Difference Experience in Political Campaigns

Kowsar says: “I owe my target audience an apology for working for campaigns during my career as a journalist. I doubt if I participate in any campaigns again. Even if I do, I will separate that from my career.” “I believe it is a betrayal to a readership if a candidate wins an election and the readership of his or her media never realises that they were fed slogans as well as news.”

Hassan Nia, however, finds his experience in political campaigns valuable saying: “I experienced working in a presidential campaign and attended various meetings which taught me a lot about politics. Yet, I do not want to have a direct present in a political campaign again.” The journalist who lives in Iran, yet, has a different opinion: “I want to attend the political campaigns again. But this time I will resign from my job in the media that I work for and then will start writing for the campaign.”
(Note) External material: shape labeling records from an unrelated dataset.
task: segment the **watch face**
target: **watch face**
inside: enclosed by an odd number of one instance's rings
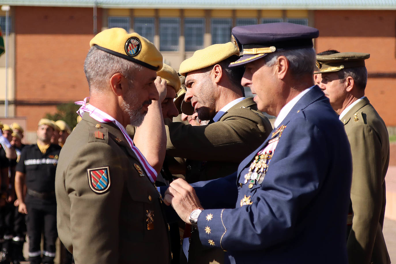
[[[190,215],[190,217],[193,219],[196,219],[198,218],[198,216],[199,216],[199,214],[201,213],[202,211],[198,209],[197,210],[195,210],[192,211],[191,213],[191,214]]]

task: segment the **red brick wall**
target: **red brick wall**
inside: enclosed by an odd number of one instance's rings
[[[101,10],[98,9],[98,28]],[[84,60],[93,34],[92,8],[17,6],[15,99],[29,102],[79,100],[88,95]],[[27,117],[27,129],[56,106],[17,105]]]
[[[317,11],[318,52],[369,53],[367,72],[396,73],[396,11]],[[396,78],[369,78],[366,95],[388,126],[396,126]]]

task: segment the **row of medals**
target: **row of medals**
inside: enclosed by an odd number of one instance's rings
[[[269,153],[257,155],[254,157],[254,160],[249,167],[249,171],[245,175],[245,184],[248,182],[248,187],[249,188],[253,187],[256,180],[259,184],[263,182],[271,158],[272,154],[270,152]]]

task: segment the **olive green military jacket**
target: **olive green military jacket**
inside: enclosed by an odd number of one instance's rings
[[[350,144],[353,217],[348,239],[350,264],[390,263],[382,234],[389,141],[383,120],[365,97],[341,118]],[[372,261],[372,262],[371,262]]]
[[[268,119],[257,111],[252,97],[238,103],[217,122],[206,125],[193,126],[169,120],[165,124],[167,155],[187,159],[186,180],[189,183],[235,172],[241,161],[259,146],[272,130]],[[189,264],[224,262],[222,249],[204,248],[198,232],[192,234]]]
[[[215,123],[193,126],[165,121],[166,154],[196,161],[187,164],[190,183],[215,179],[235,172],[243,159],[258,147],[272,131],[271,123],[253,98],[230,108]]]
[[[96,186],[93,173],[108,179]],[[121,131],[85,113],[55,180],[59,237],[76,264],[169,263],[162,201],[145,174]]]

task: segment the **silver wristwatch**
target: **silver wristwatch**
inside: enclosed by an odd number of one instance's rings
[[[198,217],[203,210],[202,209],[196,209],[190,214],[190,217],[188,217],[188,220],[191,223],[191,225],[194,227],[197,227],[197,222],[198,221]]]

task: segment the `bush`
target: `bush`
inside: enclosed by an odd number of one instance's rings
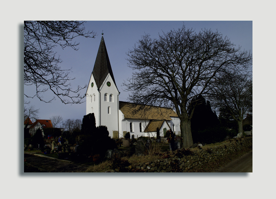
[[[209,127],[204,130],[199,131],[197,132],[197,138],[198,141],[201,143],[211,144],[222,141],[231,132],[226,127],[220,126]]]
[[[42,136],[42,132],[40,129],[38,129],[34,135],[33,138],[33,145],[39,144],[40,148],[43,147],[44,145],[44,140]]]
[[[242,128],[244,131],[250,131],[252,129],[252,126],[249,124],[245,124],[243,127]]]

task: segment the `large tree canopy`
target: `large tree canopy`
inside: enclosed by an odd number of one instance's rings
[[[250,72],[224,74],[212,83],[209,97],[218,109],[224,110],[237,123],[238,133],[242,133],[242,122],[252,112],[253,87]]]
[[[184,147],[193,144],[190,119],[196,103],[190,103],[191,100],[207,93],[218,74],[231,73],[251,64],[250,53],[235,48],[217,31],[197,33],[183,25],[158,39],[143,36],[137,44],[127,54],[129,66],[138,70],[124,83],[125,90],[131,92],[129,99],[174,107]]]
[[[25,21],[24,22],[24,84],[34,86],[35,96],[40,100],[50,102],[57,97],[62,102],[83,102],[85,96],[79,91],[86,87],[70,87],[74,79],[68,76],[70,69],[62,69],[58,65],[62,62],[54,52],[55,47],[62,49],[69,46],[77,50],[78,43],[74,40],[80,36],[94,38],[96,34],[85,31],[85,22]],[[90,36],[91,35],[91,36]],[[54,97],[45,99],[42,93],[51,91]]]

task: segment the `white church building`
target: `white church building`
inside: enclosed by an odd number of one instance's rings
[[[155,137],[157,128],[161,136],[170,129],[180,135],[179,118],[172,108],[119,101],[120,92],[103,36],[88,85],[86,114],[94,113],[96,126],[106,126],[111,138],[123,137],[128,132],[135,138]]]

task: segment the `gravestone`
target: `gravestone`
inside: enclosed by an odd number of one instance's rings
[[[121,152],[117,149],[115,148],[113,150],[113,152],[112,154],[112,155],[113,156],[115,154],[117,154],[120,156],[122,153]]]
[[[118,131],[113,131],[113,139],[119,139],[119,133]]]
[[[170,143],[170,150],[172,150],[172,147],[171,145],[171,143]],[[174,150],[176,150],[178,149],[180,149],[180,143],[178,142],[174,142]]]
[[[135,155],[143,155],[147,151],[147,148],[143,139],[137,141],[137,144],[135,147]]]
[[[78,149],[77,149],[78,147],[79,146],[79,145],[76,145],[76,146],[75,146],[74,147],[74,152],[75,152],[75,153],[76,153],[77,151],[78,150]]]
[[[127,140],[123,140],[123,147],[129,147],[129,141]]]
[[[55,141],[53,141],[53,142],[52,142],[52,150],[54,150],[55,149]]]
[[[105,157],[108,159],[110,159],[112,157],[112,153],[113,151],[110,149],[109,149],[106,151],[105,153]]]
[[[123,131],[123,136],[124,138],[125,137],[125,134],[127,133],[126,131]]]
[[[147,140],[147,142],[146,142],[146,147],[147,149],[149,148],[149,146],[151,145],[151,140],[150,139]]]

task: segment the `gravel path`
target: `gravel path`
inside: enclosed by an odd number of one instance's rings
[[[252,151],[245,153],[227,165],[221,167],[215,172],[252,172]]]

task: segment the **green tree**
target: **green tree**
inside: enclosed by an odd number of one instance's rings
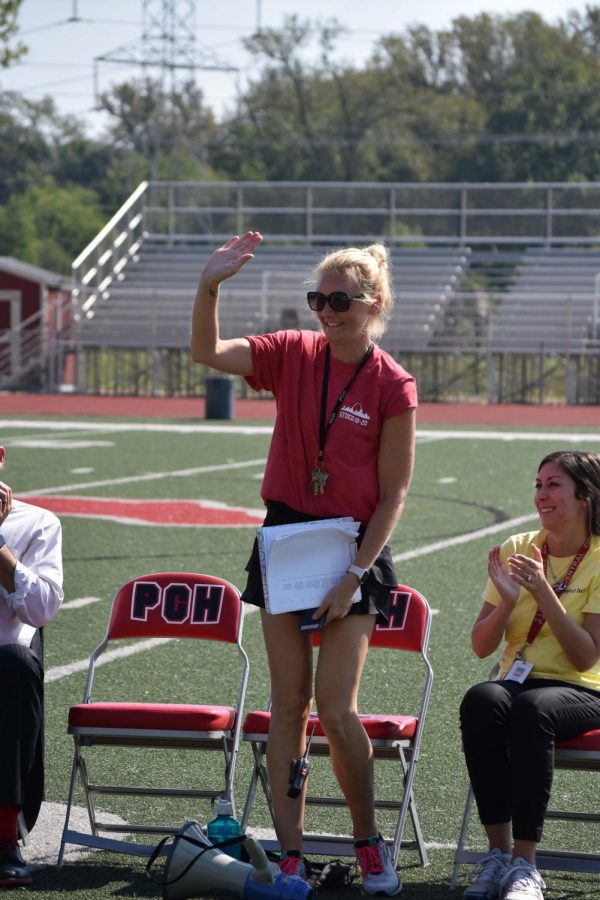
[[[0,245],[6,256],[67,273],[103,225],[94,191],[59,187],[46,177],[0,209]]]
[[[113,146],[146,160],[143,177],[210,175],[215,119],[193,82],[170,91],[152,79],[125,82],[102,94],[100,106],[112,119]]]
[[[0,67],[6,69],[26,52],[27,47],[18,41],[11,44],[18,31],[17,16],[22,0],[0,0]]]

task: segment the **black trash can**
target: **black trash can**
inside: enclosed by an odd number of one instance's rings
[[[233,375],[207,375],[205,419],[233,419]]]

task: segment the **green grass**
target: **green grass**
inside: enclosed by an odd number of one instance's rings
[[[121,420],[114,423],[114,430],[99,432],[94,424],[110,424],[109,420],[90,420],[89,430],[74,430],[68,422],[62,422],[59,431],[49,427],[52,420],[39,421],[43,427],[32,430],[16,418],[13,427],[2,435],[2,443],[7,447],[2,479],[11,484],[17,495],[67,486],[61,495],[165,501],[204,499],[254,509],[260,506],[260,461],[266,458],[269,441],[266,434],[251,433],[252,427],[260,423],[236,421],[231,426],[224,425],[223,433],[211,433],[200,426],[186,433],[181,430],[182,425],[198,423],[179,421],[171,423],[171,427],[169,423],[153,421],[149,424],[155,428],[162,425],[162,430],[143,431],[123,430],[127,423]],[[248,433],[237,433],[236,426],[240,424],[249,426]],[[417,587],[437,610],[430,642],[434,688],[415,781],[423,833],[431,846],[431,865],[422,868],[413,851],[403,852],[400,857],[406,883],[403,896],[423,900],[448,895],[452,845],[457,839],[467,788],[458,706],[466,688],[485,678],[490,668],[489,660],[474,657],[469,642],[471,624],[481,603],[487,550],[515,530],[510,524],[502,529],[502,522],[533,512],[533,480],[539,459],[568,443],[566,434],[562,439],[551,436],[557,429],[547,437],[534,429],[503,429],[501,436],[485,439],[481,434],[490,435],[491,429],[461,428],[463,437],[444,436],[449,427],[432,426],[420,433],[409,499],[391,541],[392,552],[397,556],[407,556],[438,542],[443,545],[397,563],[399,580]],[[49,440],[51,446],[35,443]],[[89,441],[89,446],[69,447],[71,440]],[[98,442],[105,443],[97,446]],[[598,449],[596,434],[591,430],[587,446]],[[258,462],[245,468],[223,468],[225,464],[247,460]],[[215,466],[221,468],[171,474]],[[80,468],[91,471],[74,471]],[[166,477],[127,480],[152,473]],[[125,480],[95,484],[117,478]],[[78,487],[71,489],[69,485]],[[159,570],[206,571],[243,586],[244,565],[253,537],[251,528],[138,526],[67,516],[62,522],[65,602],[88,596],[101,599],[80,609],[62,610],[46,629],[47,670],[87,658],[104,634],[115,590],[134,576]],[[444,546],[452,539],[495,525],[501,528],[495,535],[473,536],[464,543]],[[518,530],[533,527],[535,520]],[[247,708],[260,707],[267,699],[269,686],[258,616],[247,617],[244,644],[251,662]],[[418,684],[408,665],[413,660],[398,660],[395,656],[387,652],[370,656],[361,688],[361,707],[365,711],[402,712],[414,708]],[[191,690],[192,696],[201,701],[211,696],[215,687],[222,694],[232,690],[227,672],[216,646],[200,651],[195,646],[169,645],[103,667],[98,672],[94,693],[96,699],[100,694],[116,698],[123,691],[133,696],[139,689],[143,698],[176,700],[185,699],[186,691]],[[72,757],[72,742],[66,734],[67,713],[69,706],[81,699],[84,680],[84,674],[79,673],[46,686],[49,801],[66,799]],[[172,779],[176,772],[178,777],[194,783],[207,774],[204,764],[201,766],[190,752],[182,752],[174,761],[151,751],[136,754],[131,762],[125,751],[107,756],[108,768],[114,770],[117,780],[133,779],[140,773]],[[319,777],[330,778],[326,766],[321,769]],[[236,777],[238,811],[243,806],[249,773],[250,751],[243,745]],[[592,777],[558,773],[557,800],[564,797],[571,805],[593,809],[597,806],[598,789],[590,781]],[[80,802],[81,797],[78,799]],[[156,821],[150,803],[143,805],[150,820]],[[101,806],[116,810],[114,801],[103,800]],[[173,815],[182,824],[188,818],[197,818],[203,824],[209,812],[207,807],[186,810],[177,806]],[[326,824],[329,818],[327,814]],[[257,803],[252,824],[269,825],[264,803]],[[547,831],[556,845],[600,845],[597,826],[587,826],[582,831],[578,826],[552,823]],[[410,832],[408,824],[408,836]],[[473,827],[472,835],[481,843],[478,826]],[[464,875],[463,869],[461,884]],[[597,878],[554,872],[548,873],[546,880],[548,900],[600,895]],[[67,862],[61,871],[53,866],[40,869],[31,890],[44,898],[64,894],[77,898],[161,894],[160,888],[145,876],[142,861],[104,853]],[[358,887],[353,886],[344,894],[358,894]],[[454,896],[460,896],[459,892]]]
Politics and Journalists’ Arrests

The fact that any political activity makes journalists more vulnerable is undeniable.

Arash Hassan Nia says: “In Iran and countries like Iran that are in the pre-democracy era, participating in a campaign or not does not make a difference in the destiny of journalists. Trying to raise people’s awareness is enough to be threatened to be imprisoned.” “I believe post-2009-election arrests were not related to the journalists’ contribution to any political campaigns. The arrest of independent journalists writing at environment desk is a good example for my claim.”

Kowsar emphasises on the arrests and says: “arrests of journalists after the 2009 election was very unfortunate. I wish my good friends would never involve in politics. Many people believe that journalists must support a political movement and weakening the other side of the story. To me, considering the truth is journalists’ main job.”

Journalists Job at Time of Elections

Saying such sides of the story, does it mean that journalists must not write about elections?

The journalist that lives in Iran says: “what we already told may sound very idealistic in the current situation in Iran. I still believe that there are some chances to comply with the standard journalism and write impartially.”

Arash Hassan Nia finds the fair journalism the best option yet is aware of the restrictions in Iran: “journalists must have a real understanding of the elections and candidates. This can create a better understanding of the elections for the people which can lead to election of a better candidate.”

Niahang Kowsar concludes a journalist’s job during elections challenging, saying: “journalists must challenge candidates. They must ask various questions about almost everything from the candidates and evaluate their responses. Do they answer the questions or evade certain question? Do they have solutions for problems or they choose propaganda over solutions?”